Learn about the Beaujolais region and wine, my review of 2 Beaujolais,
and recommended food pairings.
Happy 2-year blog-iverssary Wineisseur! My wine adventure started in February 2020 when I started this blog, and I’m so glad that I made the commitment to continue this blog. I’ve made a goal this year to educate my audience on wine regions, so they can make more informed buying decisions. Today, I’m kicking off with the Beaujolais region. Beaujolais is situated in Rhône (eastern France), north of Lyon. It’s not just the name of the region, but also the name of the wine, which is common for wines from Old World Wine Countries like France, Italy, Spain, and Germany. If you’re unsure what Old World Wine is, it describes wines made in Europe from countries with a long history in winemaking. The majority of wine varieties originate from and where a lot of wine culture and traditions come from. New World Wine Countries like the USA, Canada, Australia and South Africa borrowed traditions, winemaking techniques, and planted cloned vines from the Old World and made it their own.
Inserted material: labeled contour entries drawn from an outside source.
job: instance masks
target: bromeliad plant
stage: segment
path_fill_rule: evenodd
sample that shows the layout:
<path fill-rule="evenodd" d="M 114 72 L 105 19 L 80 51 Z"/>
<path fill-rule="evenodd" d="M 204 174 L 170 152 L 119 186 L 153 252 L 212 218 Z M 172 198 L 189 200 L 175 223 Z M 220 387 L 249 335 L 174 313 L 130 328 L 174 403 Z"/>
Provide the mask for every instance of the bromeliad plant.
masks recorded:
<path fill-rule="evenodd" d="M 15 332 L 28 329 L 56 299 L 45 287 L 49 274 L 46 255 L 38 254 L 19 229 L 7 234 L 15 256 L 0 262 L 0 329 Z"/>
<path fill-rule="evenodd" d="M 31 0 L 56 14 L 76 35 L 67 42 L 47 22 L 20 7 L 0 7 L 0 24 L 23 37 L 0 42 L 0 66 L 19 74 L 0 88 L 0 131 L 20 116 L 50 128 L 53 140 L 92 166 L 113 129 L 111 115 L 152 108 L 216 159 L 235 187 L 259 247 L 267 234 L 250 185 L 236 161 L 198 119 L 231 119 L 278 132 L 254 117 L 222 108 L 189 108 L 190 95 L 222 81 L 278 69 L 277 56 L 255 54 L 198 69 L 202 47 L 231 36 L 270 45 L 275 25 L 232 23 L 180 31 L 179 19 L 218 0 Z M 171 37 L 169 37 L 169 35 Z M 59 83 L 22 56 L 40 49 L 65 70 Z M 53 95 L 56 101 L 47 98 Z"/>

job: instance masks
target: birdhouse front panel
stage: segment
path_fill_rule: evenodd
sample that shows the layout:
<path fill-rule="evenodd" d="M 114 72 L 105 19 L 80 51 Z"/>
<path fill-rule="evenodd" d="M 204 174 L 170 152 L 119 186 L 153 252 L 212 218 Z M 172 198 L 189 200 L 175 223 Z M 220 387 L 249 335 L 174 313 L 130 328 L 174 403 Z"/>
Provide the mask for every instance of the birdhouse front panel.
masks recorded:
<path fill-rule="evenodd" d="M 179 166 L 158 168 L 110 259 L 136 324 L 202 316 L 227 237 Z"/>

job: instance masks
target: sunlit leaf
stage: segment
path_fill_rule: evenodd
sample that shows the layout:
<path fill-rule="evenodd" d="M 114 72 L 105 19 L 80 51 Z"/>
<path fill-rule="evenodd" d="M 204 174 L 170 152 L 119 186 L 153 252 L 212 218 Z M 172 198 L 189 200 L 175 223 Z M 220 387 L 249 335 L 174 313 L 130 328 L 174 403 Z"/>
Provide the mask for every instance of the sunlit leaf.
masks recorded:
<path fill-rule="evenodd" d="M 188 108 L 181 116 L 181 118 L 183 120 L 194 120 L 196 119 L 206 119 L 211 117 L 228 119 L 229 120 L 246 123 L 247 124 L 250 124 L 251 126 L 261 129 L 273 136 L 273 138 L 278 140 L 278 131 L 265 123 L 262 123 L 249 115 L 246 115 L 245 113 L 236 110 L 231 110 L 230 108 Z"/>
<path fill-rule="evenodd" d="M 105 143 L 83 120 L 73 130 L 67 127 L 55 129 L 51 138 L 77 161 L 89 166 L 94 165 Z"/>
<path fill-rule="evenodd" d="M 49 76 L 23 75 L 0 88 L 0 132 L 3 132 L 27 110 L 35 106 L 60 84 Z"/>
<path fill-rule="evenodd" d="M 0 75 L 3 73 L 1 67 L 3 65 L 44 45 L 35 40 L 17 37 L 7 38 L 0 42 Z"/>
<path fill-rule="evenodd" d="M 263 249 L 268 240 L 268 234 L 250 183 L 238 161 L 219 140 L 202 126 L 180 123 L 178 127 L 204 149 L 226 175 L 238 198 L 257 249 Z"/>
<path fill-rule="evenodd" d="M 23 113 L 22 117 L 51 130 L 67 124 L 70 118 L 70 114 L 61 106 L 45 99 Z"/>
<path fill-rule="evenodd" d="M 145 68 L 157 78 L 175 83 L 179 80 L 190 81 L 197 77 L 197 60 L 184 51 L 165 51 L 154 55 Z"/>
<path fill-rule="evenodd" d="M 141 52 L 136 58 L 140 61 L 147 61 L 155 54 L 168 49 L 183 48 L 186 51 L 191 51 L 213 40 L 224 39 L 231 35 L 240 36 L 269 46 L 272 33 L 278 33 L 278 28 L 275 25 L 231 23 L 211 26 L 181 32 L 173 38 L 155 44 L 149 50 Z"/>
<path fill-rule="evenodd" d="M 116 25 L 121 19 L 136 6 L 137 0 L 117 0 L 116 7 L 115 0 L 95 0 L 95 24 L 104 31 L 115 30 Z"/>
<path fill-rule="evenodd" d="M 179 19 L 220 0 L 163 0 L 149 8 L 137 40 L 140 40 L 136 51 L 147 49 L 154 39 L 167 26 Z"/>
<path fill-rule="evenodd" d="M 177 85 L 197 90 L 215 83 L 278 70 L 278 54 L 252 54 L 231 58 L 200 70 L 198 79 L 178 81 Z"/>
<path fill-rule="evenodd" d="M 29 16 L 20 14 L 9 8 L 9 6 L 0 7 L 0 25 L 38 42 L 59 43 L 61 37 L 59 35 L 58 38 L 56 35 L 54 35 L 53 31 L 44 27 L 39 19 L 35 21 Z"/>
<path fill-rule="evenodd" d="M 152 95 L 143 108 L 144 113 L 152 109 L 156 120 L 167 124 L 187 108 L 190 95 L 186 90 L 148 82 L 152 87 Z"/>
Getting deeper into Beaujolais, it’s made from Gamay, a black grape variety with thin skins and low tannins. Beaujolais is an elegant wine with red fruit flavours, high acidity, and low body. This region is under the France Appellation d'Origine Protégée (AOP) meaning that it is a certified geographic indication and protected designation of origin – simply, you’re guaranteed that Beaujolais wine is from the Beaujolais region. This region is known to have moderate temperatures, which is perfect for a thin-skinned grape like Gamay, which is more delicate and sensitive to more extreme weather. As well, this region’s terrain includes hills and slopes, allowing the grapes to have more exposure to sunlight.
Recently, I tried 2 Beaujolais, 1 from George Debeouf for $15 and the other from Christophe Coquard 69 for $30. I found this variety is comparable to Pinot Noir. It has a bit more body but contains fewer oak notes and tannins than a Pinot Noir. Now here’s my review of the 2 wines, plus food pairing recommendations.
I found this wine at a local wine store called Liberty Wine Merchants in Granville Island. It was definitely a unique find; elegant, rounded and red fruits are the best way to describe it. In detail, this wine had a deep ruby colour and soft aromas of ripe red fruits. It’s a dry wine with a light, medium-ish body, high acidity, medium alcohol, and medium finish with low tannins. The flavours were delicate, not bursting, primarily ripe red and black fruit – red and black cherries, raspberries, and some black currant. There were slight hints of oak but were hardly noticeable. Overall, this wine was good quality and I'd highly recommend anyone to try it.
This wine was on sale, and it received 90 pts from James Suckling, an internationally acclaimed wine critic, so I was happy to try it. However, this wine was a bit disappointing because it was unbalanced with the awfully high acidity and light flavours. In detail, it has a medium ruby colour and a light aroma of raspberries and cherries. This wine carries a light body with a smooth mouthfeel, dry sweetness, soft finish and hardly any tannins. The alcohol content is 12.3%, which is standard for low-bodied red wines, and it has notes of ripe red fruit – raspberries, cherries, and cranberries with some hints of oak. Unfortunately, I find the very high acidity off-putting with these characteristics since they’re so delicate while the acidity makes the wine harsh. Overall, this was not a good quality wine since I found the combination of low body and soft notes with high acidity off-putting. Perhaps I had higher expectations for this wine since it received a high rating from James Suckling, but I can definitely say that this wine did not make it to the “I want to buy again" list.
Food Pairing Recommendations
Both times, I paired my Beaujolais with a steak dish with mushroom, caramelized onion and potatoes. This was definitely a great match! Another time, I paired my wine with stir-fry ramen and salted peppered spareribs, which definitely caused a clash of flavours with the high saltiness meal overriding the delicate notes of the wine. In the future, I’d stick with a French cuisine food pairing like jambon, roasted turkey or chicken, and beef tartare. When you’re in doubt about what food to pair with your wine, you can’t go wrong with matching the cuisine with the origin of the wine.